Tyrell fissò il fratello. «Sembra quasi che tu sia un suo ammiratore.»

«Forse... ma molto, molto prudente.»

«Sai che è venuta qui cercando di costringermi a sposarla?»

Rex sospirò.

«Certo, lo sanno tutti, ma si dice che sia stata un’idea dei genitori, non sua. A quanto pare la madre non vede l’ora di maritare le sue due altre figlie.»

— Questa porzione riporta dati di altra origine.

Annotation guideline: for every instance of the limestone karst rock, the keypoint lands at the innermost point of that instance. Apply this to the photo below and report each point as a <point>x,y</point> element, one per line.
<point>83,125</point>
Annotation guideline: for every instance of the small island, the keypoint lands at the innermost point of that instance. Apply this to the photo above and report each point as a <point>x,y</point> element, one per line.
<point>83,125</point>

Tyrell avrebbe voluto credere che Elizabeth fosse una vittima del piano dei genitori per intrappolarlo, ma purtroppo era un buon giudice dei caratteri altrui e aveva capito che la spiegazione di Elizabeth – cioè che non voleva sposare il vero padre di Ned – era una menzogna. «Ormai non ha più importanza» affermò. «Quello che importa è che lei è qui.»

Ma Rex non si diede per vinto. «Ty, è tutto così strano. Tu sei strano! Perché non ti comporti come un padre inebetito dalla gioia con il tuo primogenito?»

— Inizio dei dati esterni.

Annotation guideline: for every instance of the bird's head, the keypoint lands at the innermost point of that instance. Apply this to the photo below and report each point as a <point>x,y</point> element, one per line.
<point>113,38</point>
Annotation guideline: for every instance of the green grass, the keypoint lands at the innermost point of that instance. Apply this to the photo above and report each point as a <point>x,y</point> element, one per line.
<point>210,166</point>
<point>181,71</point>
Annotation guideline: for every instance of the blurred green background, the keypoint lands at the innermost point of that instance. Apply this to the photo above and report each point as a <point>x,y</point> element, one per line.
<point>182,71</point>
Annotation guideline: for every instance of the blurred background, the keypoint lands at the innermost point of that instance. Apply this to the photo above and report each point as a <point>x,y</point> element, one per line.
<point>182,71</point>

Tyrell si voltò e riuscì a sorridergli.

«Ho solo bisogno di tempo per abituarmi all’idea.»

«Questa è una bugia!» scattò il fratello. «Che cosa c’è che non va? Perché sei così nervoso? Perché dimentichi i doveri che hai nei confronti della tua fidanzata e di questa famiglia? E perché hai sedotto una giovane donna di buona famiglia e ora la porti qui come tua amante? Mi rendo conto che lei è la madre di tuo figlio, ma ha diritto a un marito e a una famiglia sua! Che cosa diavolo ti sta succedendo?»

All’improvviso una collera sorda s’impadronì di Tyrell. Rex aveva ragione in tutto. «È evidente che sono diventato un pazzo senza un briciolo di buonsenso in testa, un pazzo al quale non importa niente della sua famiglia! Ebbene, Elizabeth avrebbe dovuto pensare meglio alle conseguenze delle sue azioni prima di saltare nel mio letto con tanta facilità!»

«La cosa migliore per tutti sarebbe che tu tornassi in te e ti decidessi a corteggiare la tua fidanzata. Non posso certo difendere Miss Fitzgerald, ma lei mi piace molto e credo che meriti ben più di quello che tu puoi offrirle.»

Furibondo, si diresse zoppicando verso la porta, ma sulla soglia si fermò.

«E anche noi meritiamo di più, se sarai tu a diventare il capo di questa famiglia.»

Tyrell non esitò. Scagliò con tutte le sue forze il bicchiere contro il fratello, ma per fortuna lo mancò e il vetro andò a frantumarsi sul pavimento. Allora si coprì il volto con le mani.